Performance Gains Version-to-Version
When it comes to performance gains our benchmark also showed AtScale’s use of SQL-on-Hadoop engines is also yielding great dividends for all.
As shown in the chart above, we saw performance gains of between 200% to 400% across all of the engines tested between the Q1 2016 and Q4 2016 Benchmark editions.
These gains were achieved as a result of the significant community investments that have gone into Hive, Spark, and Impala over the past six months.
The results of this benchmark are great news for everyone in the Hadoop and BI on Hadoop ecosystem (customer, developer, and vendor alike).
Summary of Key Findings
In summary, we found this Benchmark study to reveal the following insightful and good news regarding the current state of SQL-on-Hadoop engines and their support of Business Intelligence workloads:
- In the SQL-on-Hadoop wars, everyone wins: We saw significant improvements between the First and Second Editions of the benchmark, on the order of 2x to 4x, in the six months between each round of testing.
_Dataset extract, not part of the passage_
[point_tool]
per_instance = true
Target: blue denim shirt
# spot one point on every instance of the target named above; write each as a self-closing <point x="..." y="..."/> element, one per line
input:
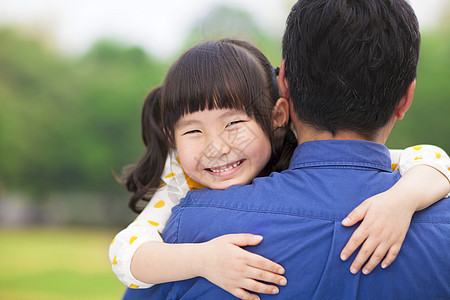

This is great news for those enterprises deploying BI workloads to Hadoop.
- There is no single “best engine”: With the release of Hive’s LLAP technology the differences between Hive and other persistent query engines (Spark SQL, Impala, Presto) has decreased significantly. While Impala and Spark SQL continue to shine for small data queries (queries against the AtScale Adaptive Cache), Hive now delivers suitable “small data” query response times as well. Presto also shows promise on small, interactive queries.
- Small vs. Big Data differences are diminishing: Presto, Hive, Impala, and Spark SQL were all able to effectively complete a range of queries on over 6 Billion rows of data. The “winning” engine for each of our benchmark queries was dependent on the query characteristics (join size, selectivity, group-bys).
- Presto and Impala scale best for concurrent dashboard queries: With production enterprise BI user-bases on the order of 100s or 1,000s of users, support for concurrent query workloads is critical. Our benchmarks showed that Presto and Impala performed best (showed the least query degradation) as concurrent “Quick Metric” query workload increased.
- All engines are suited to handle large user bases that generate mixed workloads: All engines showed linear, non-breaking performance degradation for larger analytic-style query workloads.
- A successful BI on Hadoop architecture will likely require more than one engine: Every SQL-on-Hadoop engine has its strengths: Presto’s and Impala’s concurrency scaling support for quick metric queries, Spark SQL’s handling of large joins, Hive’s and Impala’s consistency across multiple query types. Enterprises might consider leveraging different engines for different query patterns, and providing an abstraction-based BI layer, such as AtScale, to automatically route queries to the best query engine for the job without additional work required by, or noticed, on the client application side.
We hope these results prove interesting and helpful! Let us know what you think, and what you’d like to see in our next run of the Benchmark in 2017.